I would first check that you are optimising enough lens parameters, at least barrel distortion and angle of view (in addition to positions).

Brilliant Bruno, that was exactly it: including barrel distortion solved it. (Optimizing for View as well made it a little bit worse, which I guess makes sense because the camera was on a tripod... ?) I still needed to use my custom cpfind options as described above, but the alignment and subsequent median_image worked great.

Excited, I turned to a second stack of star pictures, but for some reason I can't figure a way to make cpfind find good control points on them.

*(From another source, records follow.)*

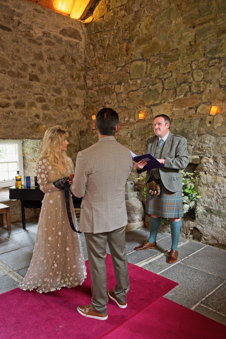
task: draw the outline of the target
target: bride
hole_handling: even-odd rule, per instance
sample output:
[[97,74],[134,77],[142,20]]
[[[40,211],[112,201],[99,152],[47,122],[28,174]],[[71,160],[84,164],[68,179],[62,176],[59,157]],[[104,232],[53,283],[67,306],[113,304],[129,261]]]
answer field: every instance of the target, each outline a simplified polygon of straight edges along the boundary
[[[24,290],[37,288],[42,293],[74,287],[81,285],[86,277],[80,235],[70,225],[63,188],[54,185],[59,179],[74,173],[73,163],[66,153],[68,136],[65,129],[55,126],[47,130],[42,141],[36,170],[40,188],[45,194],[32,258],[19,286]],[[72,219],[78,230],[69,195]]]

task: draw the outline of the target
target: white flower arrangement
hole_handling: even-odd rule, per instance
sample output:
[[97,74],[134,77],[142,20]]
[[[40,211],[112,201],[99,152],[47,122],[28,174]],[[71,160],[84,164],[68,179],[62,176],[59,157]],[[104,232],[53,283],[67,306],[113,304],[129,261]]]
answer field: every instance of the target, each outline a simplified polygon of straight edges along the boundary
[[204,210],[203,207],[195,208],[197,199],[201,198],[201,196],[194,188],[194,183],[199,180],[202,175],[198,174],[196,170],[192,173],[189,173],[185,172],[185,170],[182,170],[181,175],[183,185],[182,196],[184,213],[187,213],[194,207],[197,214],[202,213]]

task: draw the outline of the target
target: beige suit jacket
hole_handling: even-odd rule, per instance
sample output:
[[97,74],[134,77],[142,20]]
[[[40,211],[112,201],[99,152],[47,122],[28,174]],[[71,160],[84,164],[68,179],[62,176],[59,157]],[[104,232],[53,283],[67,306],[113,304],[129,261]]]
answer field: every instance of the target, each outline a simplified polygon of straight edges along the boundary
[[132,166],[129,151],[113,136],[79,152],[71,190],[83,197],[81,232],[109,232],[126,225],[125,185]]

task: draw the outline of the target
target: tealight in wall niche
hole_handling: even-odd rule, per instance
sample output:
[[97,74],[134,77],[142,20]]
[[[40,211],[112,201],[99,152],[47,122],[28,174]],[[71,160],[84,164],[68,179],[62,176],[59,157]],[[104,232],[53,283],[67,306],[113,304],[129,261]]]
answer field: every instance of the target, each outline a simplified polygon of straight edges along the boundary
[[142,119],[142,120],[144,120],[144,113],[143,112],[141,112],[140,113],[139,113],[138,119]]
[[217,111],[218,107],[216,106],[212,106],[209,113],[210,115],[215,115]]

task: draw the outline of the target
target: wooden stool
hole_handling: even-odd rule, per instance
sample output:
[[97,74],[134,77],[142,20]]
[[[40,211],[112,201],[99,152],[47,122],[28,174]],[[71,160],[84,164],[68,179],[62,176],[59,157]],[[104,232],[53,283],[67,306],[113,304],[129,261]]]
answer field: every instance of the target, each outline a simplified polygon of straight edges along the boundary
[[4,227],[5,226],[4,223],[4,217],[3,213],[6,214],[6,219],[7,220],[7,228],[8,231],[11,230],[11,223],[10,222],[10,213],[9,213],[9,207],[6,205],[0,204],[0,226]]

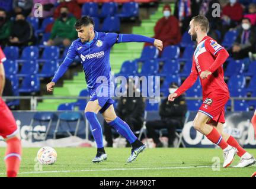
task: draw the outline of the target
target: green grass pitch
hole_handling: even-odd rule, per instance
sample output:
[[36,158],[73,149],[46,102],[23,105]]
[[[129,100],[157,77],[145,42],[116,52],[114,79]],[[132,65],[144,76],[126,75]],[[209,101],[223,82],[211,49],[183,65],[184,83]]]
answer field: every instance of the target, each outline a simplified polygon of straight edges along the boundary
[[[107,160],[93,164],[91,160],[95,155],[95,148],[55,148],[57,161],[53,165],[41,167],[35,160],[39,149],[23,149],[18,177],[248,177],[256,171],[254,165],[244,168],[223,168],[223,158],[219,149],[148,148],[136,161],[126,163],[130,148],[106,148]],[[1,159],[4,159],[5,150],[4,148],[0,148]],[[248,151],[256,155],[256,149],[249,149]],[[212,165],[216,162],[212,161],[213,158],[217,159],[217,157],[220,159],[220,169],[213,171]],[[232,165],[236,165],[239,159],[236,156]],[[0,177],[5,177],[5,170],[2,161],[0,164]]]

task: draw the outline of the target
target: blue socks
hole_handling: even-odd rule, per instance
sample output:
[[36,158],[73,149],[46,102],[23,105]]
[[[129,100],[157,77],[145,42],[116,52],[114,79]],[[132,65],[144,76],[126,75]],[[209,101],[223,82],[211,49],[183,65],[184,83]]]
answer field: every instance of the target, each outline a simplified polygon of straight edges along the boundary
[[85,113],[85,116],[90,123],[91,132],[96,142],[97,148],[104,148],[101,126],[96,117],[96,113],[87,112]]
[[127,139],[130,144],[134,142],[137,139],[137,137],[133,134],[129,125],[119,117],[108,123],[108,125]]

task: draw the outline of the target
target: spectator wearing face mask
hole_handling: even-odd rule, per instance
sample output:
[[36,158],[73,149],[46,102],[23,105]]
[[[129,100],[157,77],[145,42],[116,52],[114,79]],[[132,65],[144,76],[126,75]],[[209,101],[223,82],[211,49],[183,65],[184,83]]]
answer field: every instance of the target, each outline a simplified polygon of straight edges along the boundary
[[[175,83],[171,83],[169,92],[172,93],[176,91],[178,86]],[[160,106],[159,115],[161,120],[148,121],[146,126],[148,136],[152,138],[156,147],[162,147],[163,144],[160,141],[159,135],[156,130],[167,129],[168,146],[173,147],[173,142],[176,137],[175,129],[182,129],[184,125],[184,117],[187,112],[187,105],[183,95],[175,99],[174,102],[169,102],[168,98],[164,100]]]
[[229,50],[234,59],[242,59],[248,56],[248,53],[255,52],[256,31],[248,18],[244,18],[240,32],[232,49]]
[[72,41],[77,37],[74,28],[76,21],[76,19],[69,14],[68,7],[62,7],[60,17],[53,24],[47,45],[69,46]]
[[0,8],[0,44],[4,47],[9,41],[12,22],[8,19],[6,11]]
[[34,40],[33,29],[26,21],[25,16],[18,14],[13,22],[9,38],[9,45],[18,47],[27,46]]
[[[164,48],[170,45],[175,45],[181,40],[181,33],[179,21],[175,17],[171,15],[171,7],[167,4],[164,6],[164,17],[159,19],[154,28],[155,38],[163,41]],[[152,45],[145,44],[145,46]]]
[[55,19],[59,17],[61,14],[62,7],[65,6],[68,8],[69,12],[76,19],[81,17],[81,9],[75,0],[62,0],[55,11],[53,17]]

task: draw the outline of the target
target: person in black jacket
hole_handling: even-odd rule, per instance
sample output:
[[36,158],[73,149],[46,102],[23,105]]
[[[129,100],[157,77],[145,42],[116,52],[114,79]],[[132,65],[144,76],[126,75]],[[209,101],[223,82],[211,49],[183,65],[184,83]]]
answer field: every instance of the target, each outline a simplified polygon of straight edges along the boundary
[[[178,86],[176,84],[171,84],[169,90],[174,92]],[[146,123],[148,136],[152,138],[156,144],[156,147],[162,147],[163,144],[159,139],[155,130],[167,129],[168,146],[172,147],[175,138],[175,129],[183,128],[185,115],[187,112],[187,105],[183,96],[175,99],[174,102],[169,102],[168,98],[164,100],[160,106],[159,115],[161,120],[149,121]]]
[[28,42],[33,39],[33,29],[26,21],[22,14],[16,15],[9,39],[9,45],[14,46],[27,46]]
[[[116,112],[118,116],[130,126],[130,129],[134,132],[139,131],[142,127],[145,102],[141,95],[139,97],[135,97],[136,89],[135,85],[133,85],[133,95],[132,97],[129,97],[128,86],[127,86],[126,93],[119,99]],[[127,96],[127,97],[125,96]],[[104,127],[105,139],[107,142],[107,146],[112,147],[113,133],[111,128],[105,121],[104,122]],[[127,142],[127,145],[129,145],[129,142]]]

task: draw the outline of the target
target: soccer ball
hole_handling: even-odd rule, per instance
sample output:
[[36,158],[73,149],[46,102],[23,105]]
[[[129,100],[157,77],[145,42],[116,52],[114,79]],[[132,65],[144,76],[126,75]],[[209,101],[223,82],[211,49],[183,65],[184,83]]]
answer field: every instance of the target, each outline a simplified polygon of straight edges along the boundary
[[52,165],[57,160],[57,152],[52,147],[41,148],[37,152],[37,161],[41,165]]

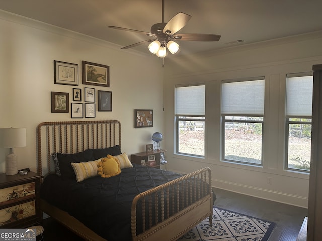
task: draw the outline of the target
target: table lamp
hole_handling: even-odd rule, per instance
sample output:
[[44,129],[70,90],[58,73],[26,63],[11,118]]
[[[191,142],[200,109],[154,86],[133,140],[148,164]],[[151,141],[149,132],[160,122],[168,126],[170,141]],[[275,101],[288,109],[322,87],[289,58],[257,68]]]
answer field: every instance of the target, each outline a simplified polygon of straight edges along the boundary
[[18,172],[18,158],[14,153],[14,147],[26,146],[26,128],[0,128],[0,147],[9,148],[9,154],[6,156],[6,175]]

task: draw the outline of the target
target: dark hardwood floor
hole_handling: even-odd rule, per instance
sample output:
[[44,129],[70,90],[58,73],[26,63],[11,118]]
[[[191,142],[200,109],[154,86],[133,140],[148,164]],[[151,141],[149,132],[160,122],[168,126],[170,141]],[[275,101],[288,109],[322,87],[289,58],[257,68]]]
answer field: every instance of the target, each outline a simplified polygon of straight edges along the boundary
[[[276,223],[269,241],[295,241],[307,209],[215,189],[215,205]],[[43,221],[44,241],[82,239],[51,218]]]

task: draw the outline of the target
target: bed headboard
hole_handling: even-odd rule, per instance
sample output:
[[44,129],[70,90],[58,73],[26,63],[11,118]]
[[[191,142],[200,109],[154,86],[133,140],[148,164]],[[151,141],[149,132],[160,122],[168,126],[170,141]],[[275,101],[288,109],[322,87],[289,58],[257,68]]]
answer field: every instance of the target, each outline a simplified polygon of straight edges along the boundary
[[54,172],[52,153],[120,146],[121,123],[110,119],[43,122],[37,126],[37,172],[43,175]]

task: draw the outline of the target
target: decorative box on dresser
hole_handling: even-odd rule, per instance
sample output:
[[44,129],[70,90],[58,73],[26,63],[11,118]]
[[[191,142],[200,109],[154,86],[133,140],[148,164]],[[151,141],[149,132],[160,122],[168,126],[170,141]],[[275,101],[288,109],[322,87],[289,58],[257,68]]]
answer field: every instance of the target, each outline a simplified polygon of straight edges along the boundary
[[43,177],[31,171],[24,175],[0,174],[0,228],[24,228],[41,222]]
[[[157,150],[151,152],[135,153],[131,155],[131,162],[136,164],[160,168],[163,165],[167,163],[167,161],[165,160],[164,154],[164,152],[166,151],[166,150]],[[152,163],[151,166],[148,165],[149,162]]]

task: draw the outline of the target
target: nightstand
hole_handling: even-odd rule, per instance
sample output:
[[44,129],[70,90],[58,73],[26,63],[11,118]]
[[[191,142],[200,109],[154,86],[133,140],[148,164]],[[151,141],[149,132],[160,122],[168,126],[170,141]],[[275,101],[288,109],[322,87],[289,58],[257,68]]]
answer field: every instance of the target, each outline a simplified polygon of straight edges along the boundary
[[[165,160],[164,154],[166,151],[158,150],[135,153],[131,155],[131,162],[136,164],[160,168],[161,166],[167,163],[167,161]],[[151,165],[149,165],[149,163],[151,163]]]
[[41,179],[26,175],[0,174],[0,228],[24,228],[42,221],[39,204]]

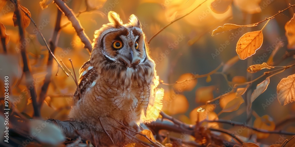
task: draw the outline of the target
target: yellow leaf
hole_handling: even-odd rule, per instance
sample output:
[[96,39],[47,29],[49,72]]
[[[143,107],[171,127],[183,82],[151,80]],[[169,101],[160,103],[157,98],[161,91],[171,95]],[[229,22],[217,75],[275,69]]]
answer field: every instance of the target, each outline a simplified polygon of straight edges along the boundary
[[232,0],[215,0],[210,5],[210,8],[215,13],[222,14],[230,9]]
[[259,83],[256,86],[256,89],[254,90],[251,95],[251,103],[253,102],[258,96],[266,90],[269,84],[269,78],[267,78],[263,81]]
[[208,76],[207,77],[207,78],[206,78],[206,82],[209,83],[211,81],[211,76]]
[[124,146],[124,147],[135,147],[136,146],[136,143],[130,143]]
[[214,86],[203,87],[198,88],[196,91],[196,102],[205,103],[214,98],[213,91],[215,89]]
[[[24,10],[24,11],[28,14],[30,17],[31,13],[30,12],[30,11],[29,11],[28,9],[22,6],[21,6]],[[22,11],[22,10],[20,10],[20,14],[22,15],[21,18],[22,18],[21,19],[22,19],[24,27],[24,28],[25,28],[29,26],[29,25],[30,24],[30,23],[31,22],[31,19],[27,16],[25,13]],[[19,20],[17,20],[17,15],[15,14],[15,11],[14,11],[14,13],[13,14],[13,16],[12,17],[12,20],[13,21],[13,24],[14,25],[14,26],[18,26],[17,22],[17,21],[19,21]]]
[[[155,138],[154,138],[154,136],[153,135],[153,133],[152,133],[152,132],[151,131],[148,130],[142,130],[139,132],[139,133],[142,134],[144,135],[145,135],[147,136],[148,138],[149,138],[152,141],[154,142],[154,143],[155,143],[156,142],[156,140],[155,139]],[[145,137],[144,137],[142,136],[142,135],[140,135],[138,134],[137,134],[135,136],[136,138],[142,141],[143,141],[149,144],[153,144],[153,143],[150,142]]]
[[223,65],[223,68],[222,69],[222,72],[224,73],[230,67],[234,64],[235,64],[238,61],[240,60],[239,56],[237,55],[232,57],[225,63]]
[[6,34],[6,29],[5,28],[5,26],[3,25],[3,24],[1,23],[0,24],[0,27],[1,27],[1,38],[6,38],[5,40],[5,44],[7,45],[9,41],[9,39],[10,38],[10,35]]
[[39,3],[39,4],[40,4],[40,6],[42,9],[44,9],[48,7],[48,5],[50,3],[52,3],[53,1],[53,0],[43,0],[42,1]]
[[232,24],[224,24],[222,26],[219,26],[215,30],[213,30],[213,31],[212,32],[212,36],[213,36],[215,35],[219,34],[220,33],[229,31],[232,29],[235,29],[242,27],[254,26],[256,26],[256,25],[243,25],[241,26]]
[[271,69],[275,67],[269,66],[265,62],[261,64],[255,64],[251,65],[247,69],[247,71],[250,73],[254,73],[264,69]]
[[295,49],[295,14],[290,21],[287,22],[285,25],[285,35],[288,40],[288,48]]
[[[258,117],[254,121],[253,126],[256,128],[265,130],[268,131],[274,130],[276,125],[272,118],[268,115],[265,115],[261,117]],[[269,133],[265,133],[255,131],[257,139],[267,138],[269,136]]]
[[282,79],[278,85],[277,92],[282,106],[295,101],[295,74]]
[[258,145],[252,142],[244,143],[243,147],[259,147]]
[[243,35],[237,43],[236,51],[240,59],[245,60],[255,54],[262,45],[262,30],[250,32]]
[[[235,94],[235,93],[234,93]],[[232,112],[237,110],[244,102],[242,96],[239,96],[230,101],[223,108],[222,111],[224,112]]]
[[234,0],[234,4],[241,10],[249,14],[261,12],[259,3],[261,0]]
[[198,82],[197,80],[194,78],[194,75],[190,73],[184,74],[181,76],[177,81],[178,82],[183,82],[175,84],[173,86],[173,88],[180,92],[183,91],[191,91],[196,86]]

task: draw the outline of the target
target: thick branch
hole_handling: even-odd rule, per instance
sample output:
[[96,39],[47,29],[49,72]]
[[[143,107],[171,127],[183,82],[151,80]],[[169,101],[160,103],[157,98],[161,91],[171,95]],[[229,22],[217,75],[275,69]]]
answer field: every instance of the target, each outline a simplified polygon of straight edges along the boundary
[[58,6],[60,10],[62,11],[65,15],[72,22],[73,26],[79,36],[82,42],[85,44],[85,47],[88,49],[89,54],[92,51],[92,43],[89,38],[84,32],[84,29],[80,24],[80,21],[76,17],[75,13],[73,10],[68,6],[62,0],[55,0],[54,2]]
[[[56,44],[58,41],[59,37],[59,32],[60,30],[60,19],[61,18],[61,12],[58,9],[57,16],[56,17],[56,22],[53,32],[52,37],[49,41],[50,45],[50,50],[52,53],[54,53],[56,47]],[[47,61],[47,72],[48,74],[45,76],[44,80],[44,83],[41,88],[41,92],[39,96],[39,101],[38,102],[39,108],[41,108],[43,101],[45,98],[46,93],[48,89],[48,86],[51,81],[51,75],[52,75],[52,63],[53,61],[53,56],[51,54],[49,54],[48,56],[48,61]]]
[[[23,21],[22,21],[23,18],[22,16],[20,15],[20,10],[18,6],[19,5],[19,1],[17,0],[14,0],[14,3],[15,7],[15,13],[17,16],[17,25],[19,27],[19,36],[20,36],[19,49],[21,50],[21,54],[24,64],[23,71],[24,73],[26,76],[27,87],[30,90],[31,96],[32,97],[32,101],[34,107],[34,116],[35,117],[40,117],[40,112],[38,108],[38,104],[37,103],[37,94],[36,93],[35,86],[32,84],[34,83],[33,76],[29,67],[29,63],[27,59],[28,56],[27,54],[26,46],[25,45],[25,44],[22,43],[26,41],[24,39],[24,31],[23,27],[24,25],[23,24]],[[22,44],[23,44],[22,45]]]

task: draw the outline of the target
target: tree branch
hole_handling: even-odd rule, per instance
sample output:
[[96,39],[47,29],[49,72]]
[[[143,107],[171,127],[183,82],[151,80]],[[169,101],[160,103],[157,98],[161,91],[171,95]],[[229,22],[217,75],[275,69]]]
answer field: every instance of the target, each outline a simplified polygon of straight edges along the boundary
[[[52,53],[54,53],[56,47],[56,44],[58,41],[59,37],[59,32],[60,30],[60,20],[61,18],[61,12],[58,9],[57,16],[56,17],[56,22],[55,23],[55,27],[53,31],[52,37],[49,40],[49,44],[50,45],[50,50]],[[51,77],[52,75],[52,64],[53,61],[53,56],[49,54],[48,56],[47,61],[47,72],[48,73],[45,76],[44,80],[44,83],[41,88],[41,92],[39,96],[39,101],[38,102],[39,108],[41,108],[43,101],[45,99],[46,93],[48,89],[49,83],[51,81]]]
[[[34,116],[36,117],[40,117],[40,112],[38,107],[37,103],[37,94],[36,93],[35,86],[33,83],[33,76],[30,71],[29,67],[29,61],[27,59],[28,56],[27,54],[26,46],[25,44],[22,44],[26,41],[24,39],[24,30],[23,28],[23,18],[22,16],[20,15],[20,9],[18,6],[19,5],[19,0],[14,0],[14,4],[15,9],[15,14],[16,15],[17,25],[19,27],[20,39],[19,49],[21,50],[21,54],[24,64],[23,71],[24,73],[26,76],[27,87],[30,91],[30,93],[32,97],[32,101],[34,110]],[[32,87],[30,88],[30,87]]]
[[75,13],[73,10],[68,6],[62,0],[55,0],[54,2],[58,6],[59,9],[62,11],[71,22],[73,26],[79,36],[82,42],[85,44],[85,47],[88,51],[89,54],[92,51],[92,43],[89,38],[84,32],[84,29],[81,25],[80,21],[77,18]]

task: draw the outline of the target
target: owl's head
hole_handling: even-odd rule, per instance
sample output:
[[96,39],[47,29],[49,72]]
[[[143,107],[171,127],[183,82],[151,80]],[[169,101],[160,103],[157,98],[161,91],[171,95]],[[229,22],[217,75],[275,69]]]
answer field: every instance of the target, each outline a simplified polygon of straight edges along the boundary
[[132,67],[144,63],[149,58],[144,34],[137,17],[132,14],[130,22],[123,24],[119,15],[110,11],[110,23],[95,31],[91,60],[101,58],[108,63]]

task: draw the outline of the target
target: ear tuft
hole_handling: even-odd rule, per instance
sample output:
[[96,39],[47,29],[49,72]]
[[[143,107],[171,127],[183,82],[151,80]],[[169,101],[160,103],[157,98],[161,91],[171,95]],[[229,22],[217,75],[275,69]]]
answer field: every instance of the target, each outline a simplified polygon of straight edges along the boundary
[[114,25],[114,27],[118,28],[123,25],[122,20],[120,18],[119,14],[114,11],[110,11],[108,14],[109,21]]
[[134,14],[132,14],[129,17],[129,20],[130,21],[130,24],[133,26],[137,27],[141,29],[141,24],[139,21],[138,18]]

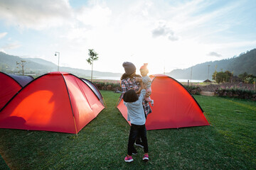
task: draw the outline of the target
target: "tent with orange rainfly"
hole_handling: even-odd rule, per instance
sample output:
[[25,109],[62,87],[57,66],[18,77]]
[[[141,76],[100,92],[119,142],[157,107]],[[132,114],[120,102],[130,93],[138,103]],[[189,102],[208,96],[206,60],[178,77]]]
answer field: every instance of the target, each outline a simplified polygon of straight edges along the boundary
[[[209,125],[202,108],[181,84],[163,74],[151,78],[154,106],[146,118],[147,130]],[[127,109],[122,99],[117,108],[127,120]]]
[[104,108],[82,80],[51,72],[27,84],[0,110],[0,128],[77,134]]
[[33,80],[33,76],[18,76],[0,72],[0,110],[25,85]]

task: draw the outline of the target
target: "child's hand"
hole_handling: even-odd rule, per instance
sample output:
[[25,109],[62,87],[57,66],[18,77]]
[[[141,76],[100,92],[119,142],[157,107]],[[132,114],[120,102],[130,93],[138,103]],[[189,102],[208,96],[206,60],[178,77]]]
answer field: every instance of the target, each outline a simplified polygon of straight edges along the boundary
[[142,77],[136,77],[136,78],[135,78],[135,81],[138,81],[139,83],[142,82]]
[[142,83],[142,89],[146,89],[146,84],[144,84],[144,83]]

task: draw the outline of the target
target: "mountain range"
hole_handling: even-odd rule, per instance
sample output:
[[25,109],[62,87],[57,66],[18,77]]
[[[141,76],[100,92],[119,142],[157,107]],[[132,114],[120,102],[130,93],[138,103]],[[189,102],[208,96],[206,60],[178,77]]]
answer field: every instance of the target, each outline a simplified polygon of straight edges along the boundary
[[[25,73],[26,74],[41,75],[48,72],[55,72],[58,66],[53,62],[39,58],[23,58],[9,55],[0,52],[0,72],[5,73],[17,73],[21,68],[16,64],[21,61],[25,62]],[[18,66],[18,68],[17,68]],[[75,69],[67,67],[60,67],[62,72],[72,73],[80,77],[90,77],[91,70]],[[235,76],[244,72],[256,75],[256,48],[239,56],[230,59],[207,62],[196,64],[191,67],[181,69],[174,69],[165,73],[175,79],[205,80],[211,79],[215,71],[230,71]],[[120,77],[121,73],[102,72],[93,71],[94,76],[116,76]]]
[[[48,72],[56,72],[58,66],[53,62],[40,58],[24,58],[18,56],[9,55],[0,52],[0,72],[5,73],[20,72],[21,67],[16,64],[16,62],[26,61],[25,73],[26,74],[41,75]],[[18,66],[18,68],[17,68]],[[72,73],[80,77],[90,77],[91,70],[75,69],[68,67],[60,67],[61,72]],[[102,72],[93,70],[93,76],[119,76],[121,73]]]

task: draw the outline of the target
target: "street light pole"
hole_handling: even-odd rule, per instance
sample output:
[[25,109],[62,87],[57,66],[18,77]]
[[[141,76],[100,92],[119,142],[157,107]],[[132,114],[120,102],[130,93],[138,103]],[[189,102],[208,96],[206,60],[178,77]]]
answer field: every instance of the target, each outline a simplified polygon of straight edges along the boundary
[[208,65],[208,76],[207,76],[207,79],[209,79],[209,68],[210,68],[210,65]]
[[60,52],[55,52],[55,56],[57,56],[57,53],[58,53],[58,72],[59,71],[59,65],[60,65]]

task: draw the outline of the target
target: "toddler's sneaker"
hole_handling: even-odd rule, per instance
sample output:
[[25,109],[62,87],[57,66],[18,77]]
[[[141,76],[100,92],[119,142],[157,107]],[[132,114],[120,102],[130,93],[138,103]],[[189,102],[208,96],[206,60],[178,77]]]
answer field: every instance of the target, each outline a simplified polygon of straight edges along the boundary
[[137,147],[142,147],[144,148],[144,146],[143,146],[143,142],[135,142],[135,146],[137,146]]
[[149,161],[149,155],[148,154],[144,154],[144,156],[143,156],[142,160],[144,162],[148,162]]
[[133,162],[133,159],[132,157],[132,156],[126,156],[125,158],[124,158],[124,161],[126,162]]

They are also underexposed, but very similar to the first stack, and there are still plenty of medium-white stars, and in fact there is less low-level noise in these images than the previous stack. I understand that these dark, almost featureless photos are not the typical use case for cpfind, but maybe there is something I can do to make this work?

In case anyone has a sec to take a look, here is a demo project with just two of the images and an exclusion mask over the foreground elements:


I think you'll find that the default CPfind settings will find no points. With my custom cpfind options it generates 4 points, but two of them are obviously wrong. I've been tweaking the cpfind options and with this:

--fullscale --sieve1width 10 --sieve1height 10 --sieve1size 100 --sieve2width 5 --sieve2height 5 --sieve2size 5 --kdtreesteps 100 --ransaciter 100 --ransacmode rpy -o %o %s

...I can generate 8 points, 2 of which are bad. That's pretty good, but when I try it with all the images (there are 63 in this stack) it just doesn't find enough points. Very many pairs of images have no points at all and the final alignment is poor.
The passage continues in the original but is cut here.